Es gab auch Anreize jenseits der Bilanz. Ein Unternehmen, das zu einem nationalen Champion geworden war, trug symbolisches Gewicht. In Südafrika und später in Europa wurde Steinhoffs Wachstum als Beweis dafür gelesen, dass ein einst lokales Unternehmen über Kontinente hinweg konkurrieren konnte. Dieses Prestige erzeugte eine Art sozialen Lärm um die Zahlen. Analysten erwarteten Dynamik. Banker erwarteten Kontinuität. Mitarbeiter erwarteten, dass die Maschine weiterlief.
Das erste Geld, so die späteren Offenlegungen, kam nicht als dramatischer Windfall, sondern als stetiger, sich kumulierender Vorteil aus Erklärungen, die das Unternehmen stärker erscheinen ließen, als es war. Überbewertete Erträge unterstützten die Kreditaufnahme. Kreditaufnahme unterstützte Übernahmen. Übernahmen unterstützten weiteres gemeldetes Wachstum. Der Kreislauf begann, sich selbst zu nähren, und jedes erfolgreiche Quartal machte die nächste Falschaussage einfacher zu verkaufen. Als Außenstehende fragten, wie die Maschine weiterhin so reibungslose Ergebnisse produzierte, war die Antwort bereits in einem Dutzend vorheriger Annahmen vergraben.
Innerhalb dieser Wachstumsgeschichte war die früheste Grenze, die überschritten wurde, nicht unbedingt Diebstahl im filmischen Sinne.
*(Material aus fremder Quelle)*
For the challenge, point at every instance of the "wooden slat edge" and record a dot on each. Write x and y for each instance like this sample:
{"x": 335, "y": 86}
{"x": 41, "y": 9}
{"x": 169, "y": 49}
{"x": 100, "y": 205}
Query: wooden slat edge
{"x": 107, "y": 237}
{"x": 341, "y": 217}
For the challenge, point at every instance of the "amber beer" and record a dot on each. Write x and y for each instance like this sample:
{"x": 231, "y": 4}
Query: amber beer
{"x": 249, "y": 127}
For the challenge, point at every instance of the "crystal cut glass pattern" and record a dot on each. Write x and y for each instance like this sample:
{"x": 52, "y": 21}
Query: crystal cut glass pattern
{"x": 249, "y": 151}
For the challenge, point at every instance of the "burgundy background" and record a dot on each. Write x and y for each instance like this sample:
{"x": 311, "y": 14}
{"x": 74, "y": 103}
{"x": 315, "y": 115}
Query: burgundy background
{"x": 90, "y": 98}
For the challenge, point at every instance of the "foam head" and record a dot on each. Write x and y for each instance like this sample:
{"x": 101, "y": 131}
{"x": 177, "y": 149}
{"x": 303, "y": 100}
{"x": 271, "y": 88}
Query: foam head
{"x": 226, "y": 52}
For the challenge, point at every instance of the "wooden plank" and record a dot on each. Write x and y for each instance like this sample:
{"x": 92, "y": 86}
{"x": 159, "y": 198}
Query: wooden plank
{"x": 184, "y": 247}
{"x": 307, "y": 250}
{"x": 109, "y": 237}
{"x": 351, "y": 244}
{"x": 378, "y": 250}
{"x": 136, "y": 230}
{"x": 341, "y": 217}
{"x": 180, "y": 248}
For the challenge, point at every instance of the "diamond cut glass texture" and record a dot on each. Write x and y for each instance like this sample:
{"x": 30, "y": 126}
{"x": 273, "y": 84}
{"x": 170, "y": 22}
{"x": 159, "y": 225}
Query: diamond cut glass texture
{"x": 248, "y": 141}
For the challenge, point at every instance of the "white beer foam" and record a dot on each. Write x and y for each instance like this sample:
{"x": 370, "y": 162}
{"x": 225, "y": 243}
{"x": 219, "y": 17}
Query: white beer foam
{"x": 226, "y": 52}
Es war die Entscheidung, den Markt glauben zu lassen, was nicht sauber bewiesen werden konnte. Sobald diese Schwelle überschritten ist, wird die Papierarbeit Teil der Waffe. Jede günstige Zahl kann verwendet werden, um eine neue Transaktion zu rechtfertigen, jede neue Transaktion kann verwendet werden, um eine günstige Zahl zu rechtfertigen, und das Unternehmen kann weniger wie ein Betrug und mehr wie ein ungewöhnlich erfolgreiches Imperium erscheinen.
Als die Struktur vollständig operationell war, hatte Steinhoff etwas weit Gefährlicheres als eine einzige Lüge. Es hatte eine Methode. Und sobald die Methode funktionierte, musste sie nicht mehr jeden überzeugen — nur die Investoren, die einen expandierenden Einzelhändler sahen, die Banken, die die Sicherheiten mochten, und die Führungskräfte, die die nächste Übernahme der ersten harten Frage vorzogen. Das Geld floss, die Berichte wurden unterzeichnet, und die Bilanz begann, eine Geschichte zu erzählen, mit der die Realität nicht Schritt halten konnte. Die nächste Aufgabe bestand nicht darin, die Illusion zu schaffen. Es ging darum, die Welt zu überzeugen, ihr zu vertrauen.
Dieses Vertrauen wurde nicht an einem Ort gekauft. Es wurde in Vorstandszimmern, Analystengesprächen und Investorenpräsentationen zusammengesetzt — und sobald es sich zu einem Glauben verhärtete, konnte die Lüge skalieren.